If capless post insulators have been used, the leakage path between the edge of the insulator base and the spindle will be along the crossbar, leading to likely heating. To avoid this, a slotted disc (16mm) of galvanized steel (approximately 2mm x 110mm diameter) will need to be inserted between the insulator base and the crossbar to provide an alternative leakage path. The plate must be inserted so that the notch is perpendicular to the centerline of the cross.

Intact structures: run the bonding wire up the pole, terminating 500mm below the three-phase circuit. The resistances of the wooden cross are not taken into account because the bonding wire is present. Note that the pole itself has a finite resistance to true ground and thus forms the power system ground.
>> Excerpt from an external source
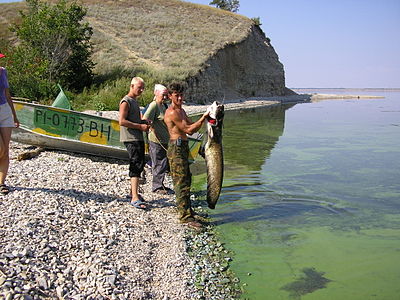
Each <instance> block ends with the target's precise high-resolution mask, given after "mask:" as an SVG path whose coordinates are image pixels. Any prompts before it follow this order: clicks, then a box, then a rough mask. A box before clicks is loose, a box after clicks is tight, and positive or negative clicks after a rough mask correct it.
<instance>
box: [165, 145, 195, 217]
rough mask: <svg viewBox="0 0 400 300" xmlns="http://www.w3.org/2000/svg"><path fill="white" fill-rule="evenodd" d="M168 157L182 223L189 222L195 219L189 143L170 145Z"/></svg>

This potential difference creates a high electric field that exists between the bonding wire and wooden surface or between the inside of the insulator spindle and the inside of the wooden cross arm. It is this high electric field that causes sparks between these surfaces and consequently burns to start from inside the cross arm.

Figure B-1: Diagram of a bonded cross ann

EP 303 ASSEMBLED

Books 1

Measurement of Site Contamination Severity and Its Use in Insulator Sizing for AC Systems, Study Committee Working Group 04 Report No. 22kV Investigation of a wooden pole fire in KwaZulu - Natal: Effect of specific insulation creep on leakage current activity.